SpotGLM requires three input matrices”

Spot-by-gene counts matrix: This is the raw count matrix directly output by by 10X
Spot-by-cell type compositions matrix: This is the spot deconvolution result, giving the contribution of each cell type to each spot. We will use RCTD as an example, but you can use any other method. Deconvolution can take a few hours, so we provide this matrix, and you can skip this step for now.
Spot-by-niche covariate matrix: This contains the spatial niche covariates for the right-hand-side of the spotGLM regression. For this analysis, we will use kidney anatomical regions defined via clustering of histological image features extracted from the same-slide H&E image. This feature extraction and clustering takes a few hours with GPU, so we provide this matrix for you to use. You can define spatial niches/domains/neighborhoods using other methods as well.

If you would like to try these pre-processing steps yourself, you can use the script we provide below. Otherwise, skip directly to the next section.

Pre-processing script for preparing the data matrices.

We load some libraries used specifically by RCTD.

library(arrow)
library(spacexr)

We will also load Seurat, which is used to read in the Visium files and extract the counts and spatial coordinates.

library(Seurat)

As described in our paper, we bin the Visium HD data into 8 micron squares. This alleviates the extreme sparsity in the data. You can download the binned data from here, as well as the cell type reference file for deconvolution using RCTD. Simply download the zip file, extract all files into a folder named “mouse_kidney_data_input”, and put this foler into the root directory where you are doing the analysis.

localdir <- "mouse_kidney_data_input/data/binned_outputs/square_008um"
output_dir <- "mouse_kidney_data_input/preprocessed_data/"
dir.create(output_dir, showWarnings = F)

Read in the data, and run RCTD. This will take a while.

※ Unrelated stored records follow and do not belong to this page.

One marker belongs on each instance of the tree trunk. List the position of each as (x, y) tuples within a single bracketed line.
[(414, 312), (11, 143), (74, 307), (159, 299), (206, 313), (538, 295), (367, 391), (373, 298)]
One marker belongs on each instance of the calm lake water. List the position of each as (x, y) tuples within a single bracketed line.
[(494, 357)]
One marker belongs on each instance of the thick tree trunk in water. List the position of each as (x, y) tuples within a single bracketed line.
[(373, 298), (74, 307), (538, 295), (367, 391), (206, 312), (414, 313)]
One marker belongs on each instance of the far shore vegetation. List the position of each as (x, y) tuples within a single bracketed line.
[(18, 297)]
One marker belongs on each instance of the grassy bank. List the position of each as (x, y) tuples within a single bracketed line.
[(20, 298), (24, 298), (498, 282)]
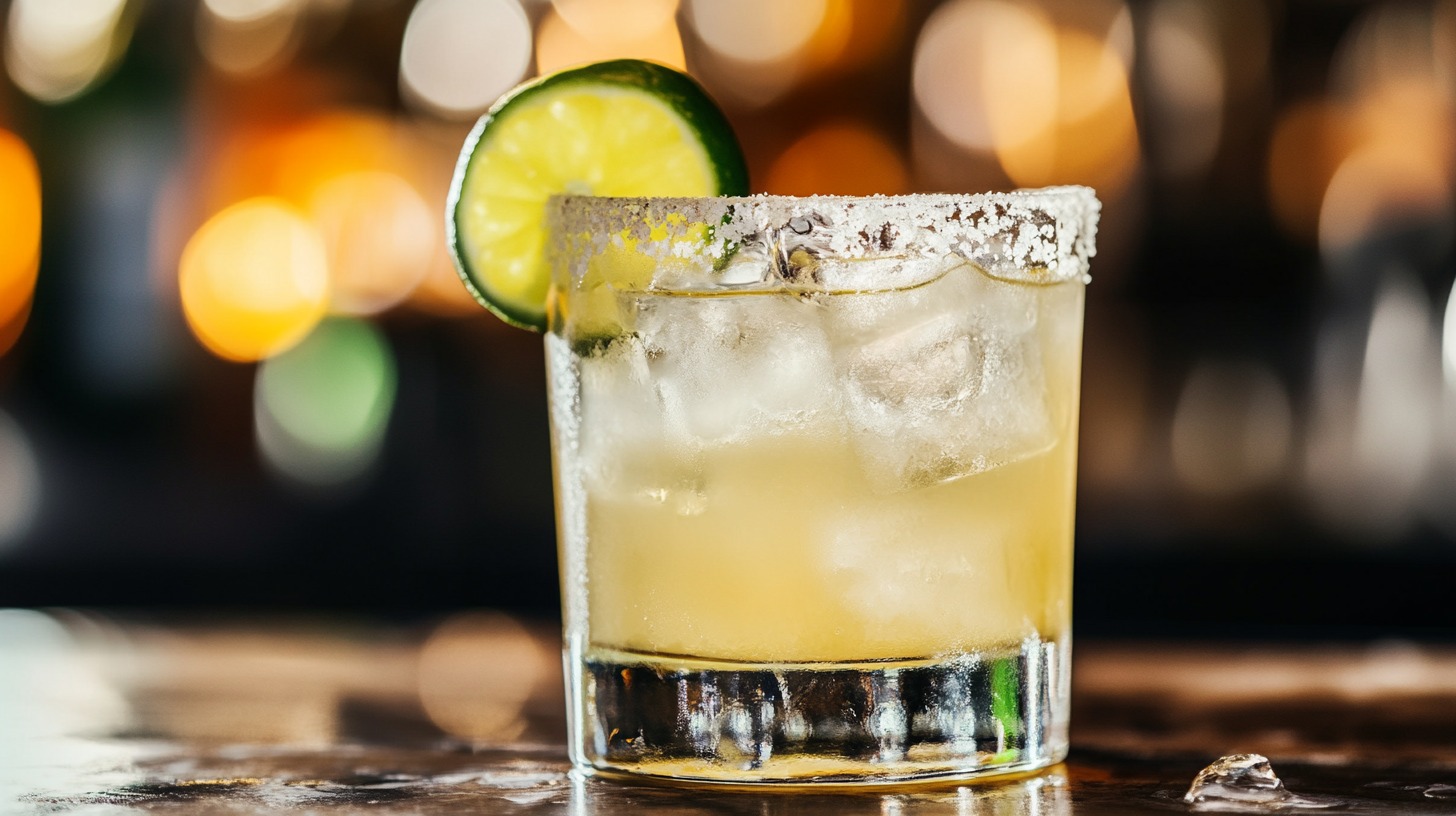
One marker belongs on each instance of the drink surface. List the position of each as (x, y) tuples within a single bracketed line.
[(821, 478)]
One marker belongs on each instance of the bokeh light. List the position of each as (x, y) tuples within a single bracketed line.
[(476, 672), (254, 280), (1092, 137), (21, 248), (756, 51), (639, 29), (1051, 104), (1378, 188), (322, 407), (839, 159), (57, 48), (1311, 139), (248, 37), (459, 56), (294, 158), (971, 50), (1187, 85), (756, 31), (380, 238), (1399, 383)]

reference <- readRDS( "mouse_kidney_data_input/RCTD_reference_data/Mouse_kidney_RCTD_reference.rds")
counts<-Read10X_h5(file.path(localdir, "filtered_feature_bc_matrix.h5"))
coords<-read_parquet(file.path(localdir, "spatial/tissue_positions.parquet"), as_data_frame = TRUE)
coords <- as.data.frame(coords)
rownames(coords)<-coords$barcode
coords <- coords[coords$barcode %in% colnames(counts),]
coords<-coords[,3:4]
nUMI <- colSums(counts)
puck <- SpatialRNA(coords, counts, nUMI)
barcodes <- colnames(puck@counts)
myRCTD <- create.RCTD(puck, reference, max_cores = 12)
myRCTD <- run.RCTD(myRCTD, doublet_mode = 'doublet')
saveRDS(myRCTD,file=file.path(output_dir,"Deconvolution_HD.rds"))

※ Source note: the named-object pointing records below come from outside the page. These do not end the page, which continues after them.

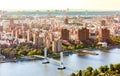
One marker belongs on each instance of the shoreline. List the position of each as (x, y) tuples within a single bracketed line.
[(29, 58)]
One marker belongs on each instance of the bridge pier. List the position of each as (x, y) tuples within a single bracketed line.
[(61, 62), (45, 55)]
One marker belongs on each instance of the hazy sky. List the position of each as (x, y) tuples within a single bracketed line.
[(60, 4)]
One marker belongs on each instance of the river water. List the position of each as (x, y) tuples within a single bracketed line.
[(72, 62)]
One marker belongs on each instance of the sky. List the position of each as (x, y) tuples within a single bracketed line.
[(59, 4)]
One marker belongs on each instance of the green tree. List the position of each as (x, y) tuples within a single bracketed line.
[(79, 73), (72, 74), (95, 72)]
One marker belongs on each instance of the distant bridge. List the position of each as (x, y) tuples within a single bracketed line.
[(47, 59)]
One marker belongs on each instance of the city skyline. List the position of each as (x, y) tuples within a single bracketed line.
[(62, 4)]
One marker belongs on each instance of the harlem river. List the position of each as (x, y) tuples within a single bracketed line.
[(72, 63)]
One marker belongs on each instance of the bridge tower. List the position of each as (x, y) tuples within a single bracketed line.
[(61, 62), (45, 55)]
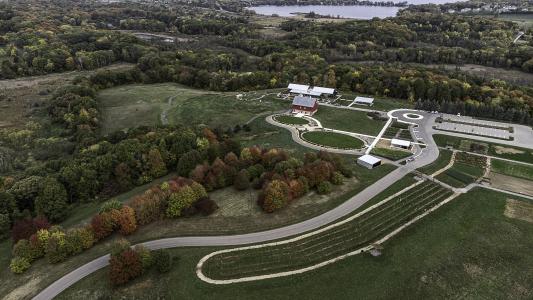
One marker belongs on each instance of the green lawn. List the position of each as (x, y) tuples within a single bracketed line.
[(290, 120), (512, 169), (493, 149), (391, 154), (145, 104), (467, 249), (333, 139), (331, 243), (461, 175), (441, 162), (383, 104), (252, 219), (348, 120)]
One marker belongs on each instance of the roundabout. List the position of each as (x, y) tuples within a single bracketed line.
[(412, 116)]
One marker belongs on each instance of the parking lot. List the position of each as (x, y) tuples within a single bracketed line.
[(474, 130)]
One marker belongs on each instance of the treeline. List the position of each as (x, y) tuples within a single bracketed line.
[(280, 177), (227, 72), (329, 2), (29, 52), (421, 38)]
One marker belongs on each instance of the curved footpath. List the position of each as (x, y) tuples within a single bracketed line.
[(426, 156)]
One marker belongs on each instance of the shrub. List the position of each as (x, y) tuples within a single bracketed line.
[(110, 205), (324, 187), (126, 221), (52, 200), (102, 225), (206, 206), (19, 264), (57, 247), (5, 224), (199, 190), (23, 249), (188, 162), (147, 208), (242, 181), (276, 195), (180, 200), (337, 178), (147, 260), (162, 260), (24, 228), (125, 266)]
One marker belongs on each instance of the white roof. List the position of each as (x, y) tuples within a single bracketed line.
[(322, 90), (305, 92), (369, 159), (402, 143), (301, 87), (364, 100)]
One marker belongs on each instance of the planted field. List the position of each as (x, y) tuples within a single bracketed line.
[(290, 120), (512, 169), (333, 139), (167, 103), (391, 154), (497, 150), (334, 241), (348, 120)]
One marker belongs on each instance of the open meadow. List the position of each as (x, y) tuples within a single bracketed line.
[(167, 103)]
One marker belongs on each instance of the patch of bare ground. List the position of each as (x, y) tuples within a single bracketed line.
[(513, 184), (505, 150), (519, 210)]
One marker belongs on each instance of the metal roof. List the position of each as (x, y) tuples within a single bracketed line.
[(306, 92), (323, 90), (402, 143), (369, 159), (301, 87), (364, 100), (304, 101)]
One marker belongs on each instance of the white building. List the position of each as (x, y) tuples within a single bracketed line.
[(364, 101), (400, 143), (325, 91), (369, 161)]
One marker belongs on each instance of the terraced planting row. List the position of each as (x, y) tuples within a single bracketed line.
[(338, 240)]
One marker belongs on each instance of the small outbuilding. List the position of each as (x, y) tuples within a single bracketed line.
[(364, 101), (369, 161), (324, 91), (400, 143), (304, 105)]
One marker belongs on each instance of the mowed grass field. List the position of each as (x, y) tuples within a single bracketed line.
[(441, 162), (348, 120), (151, 104), (467, 249), (290, 120), (497, 150), (333, 139)]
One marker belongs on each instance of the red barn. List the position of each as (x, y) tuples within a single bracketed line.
[(305, 105)]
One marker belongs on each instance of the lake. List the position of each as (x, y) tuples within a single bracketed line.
[(364, 12)]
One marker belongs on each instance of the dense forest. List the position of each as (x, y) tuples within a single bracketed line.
[(62, 160)]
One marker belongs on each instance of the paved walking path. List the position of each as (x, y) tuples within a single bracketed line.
[(426, 156)]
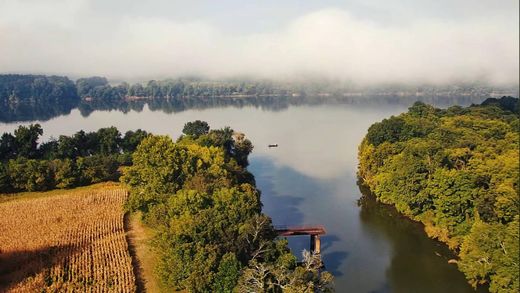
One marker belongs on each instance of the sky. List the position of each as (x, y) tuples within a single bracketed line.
[(361, 41)]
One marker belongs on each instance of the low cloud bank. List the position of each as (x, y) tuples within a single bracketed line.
[(328, 43)]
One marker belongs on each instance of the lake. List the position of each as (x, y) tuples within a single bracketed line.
[(311, 179)]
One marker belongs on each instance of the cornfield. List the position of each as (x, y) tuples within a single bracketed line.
[(74, 242)]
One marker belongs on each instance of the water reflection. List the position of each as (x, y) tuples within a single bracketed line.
[(410, 250), (45, 111), (311, 179)]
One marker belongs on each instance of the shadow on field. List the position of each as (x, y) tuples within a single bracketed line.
[(15, 267), (136, 263)]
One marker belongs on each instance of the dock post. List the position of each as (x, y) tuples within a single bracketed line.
[(313, 243), (317, 244)]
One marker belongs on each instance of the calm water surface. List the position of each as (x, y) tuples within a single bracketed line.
[(311, 179)]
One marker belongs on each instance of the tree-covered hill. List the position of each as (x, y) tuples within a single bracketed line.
[(457, 171)]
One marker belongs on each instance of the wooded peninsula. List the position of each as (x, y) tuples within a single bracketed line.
[(455, 170)]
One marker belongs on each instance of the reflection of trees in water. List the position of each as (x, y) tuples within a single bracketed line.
[(418, 264), (46, 111), (26, 111)]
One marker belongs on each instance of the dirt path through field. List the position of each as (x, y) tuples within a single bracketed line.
[(143, 258)]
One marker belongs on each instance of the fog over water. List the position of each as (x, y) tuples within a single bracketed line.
[(311, 179), (360, 41)]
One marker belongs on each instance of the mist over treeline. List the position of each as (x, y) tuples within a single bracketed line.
[(367, 43)]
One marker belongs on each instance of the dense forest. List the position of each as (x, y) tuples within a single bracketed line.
[(457, 171), (31, 97), (202, 202), (65, 162)]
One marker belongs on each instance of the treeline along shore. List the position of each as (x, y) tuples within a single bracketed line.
[(455, 170), (40, 97), (195, 194)]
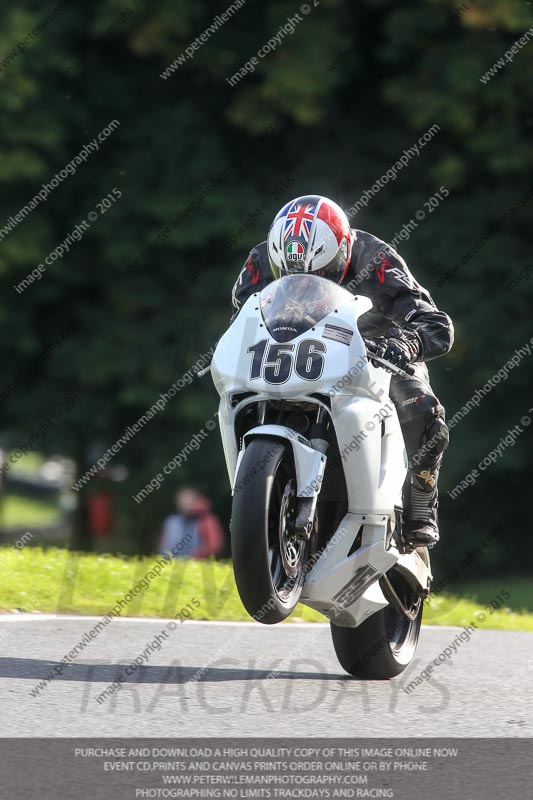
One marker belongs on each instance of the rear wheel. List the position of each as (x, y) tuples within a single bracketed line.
[(384, 644), (268, 560)]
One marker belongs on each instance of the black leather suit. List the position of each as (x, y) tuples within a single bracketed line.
[(401, 307)]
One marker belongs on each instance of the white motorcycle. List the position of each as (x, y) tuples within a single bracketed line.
[(316, 460)]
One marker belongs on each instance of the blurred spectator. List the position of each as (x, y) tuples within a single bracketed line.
[(193, 532)]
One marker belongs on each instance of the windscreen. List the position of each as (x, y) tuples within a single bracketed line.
[(292, 305)]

Now, take the RCTD output, and make the spot composition matrix for input into spotGLM:

cell_types = unique(reference@cell_types)
cell_types = droplevels(cell_types)
types = unique(cell_types)
coords <-  myRCTD@spatialRNA@coords
deconv_est = matrix(0,nrow(coords),length(types))
colnames(deconv_est) = types
rownames(deconv_est) = rownames(myRCTD@spatialRNA@coords)
for(j in c(1:nrow(myRCTD@results$results_df))){
  fills = match(unlist(myRCTD@results$results_df[j,c("first_type", "second_type")]), types)
  deconv_est[j,fills] = myRCTD@results$weights_doublet[j,]
}
deconv_df <- as.data.frame(deconv_est)
saveRDS(deconv_df , file.path(output_dir, "deconv_matrix.rds"))

Write a matrix containing the spatial coordinates:

coords_all<-read_parquet(file.path(localdir, "spatial/tissue_positions.parquet"),as_data_frame = TRUE)
coords_all <- as.data.frame(coords_all)
rownames(coords_all)<-coords_all$barcode
coord_df <- coords_all[coords_all$barcode %in% rownames(deconv_df),]
coord_df <- coord_df[rownames(deconv_df),]
coord_df <- coord_df %>% select(-barcode)
head(coord_df)
saveRDS(coord_df , file.path(output_dir, "coords.rds"))

Write a matrix containing the counts:

data <- Load10X_Spatial(data.dir = localdir)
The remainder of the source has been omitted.